Processing: Pixinsight, GraXpert and Affinity Photo 2

This time I varied my processing slightly, Luminance is *just* Dual Band (Ha Oiii) - 5 hours 20 minutes.
Chrominance:
R - 1 hour 28 minutes
G - 1 hour 28.5 minutes
B - 1 hour 30 minutes
Ha - 3 hours 40 minutes

(Any disparity in totals due to rejected subframes)

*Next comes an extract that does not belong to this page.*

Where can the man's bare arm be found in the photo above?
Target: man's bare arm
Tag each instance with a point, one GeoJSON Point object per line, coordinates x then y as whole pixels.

Telescope - Sharpstar 15028 HNT
Camera - ZWO ASI1600MM Pro (monochrome -cooled to -10C)
Mount - iOptron CEM25P
Assorted ZWO gubbins - Electronic Focus, Filterwheel, Guide camera and telescope and ASIAir Pro.
Location: Bromley (Bortle 7)

I posted this image with an explanation of why I use a Dual Band filter for Luminance and how I use it on Astrobin. The general consensus from experts (Carole dissenting  :D  ) seems to be that I am totally wrong and that I will miss too much detail and too much of the spectrum and that I should use very short UV/IR filter images and remove the gradient from each one before integrating. For the moment I am happy to continue with what I am doing. As far as I am concerned it is a hybrid Broadband/Narrowband image (akin to using a Dual Band filter with an OSC camera) and goes a long way to defeating light pollution.

One thing I could, I suppose, is to create a "pseudo Luminance" from RGB and use that to create the star layer. That could give me better star colour.

I look forward to trying it out on nice big nebulae when the nights begin to get darker.

Regards,

John
 
Title: Re: M94
Post by: Carole on May 09, 2025, 16:54:46
It is certainly experimental but gets you reasonable results of targets otherwise likely imossible with conventional LRGB.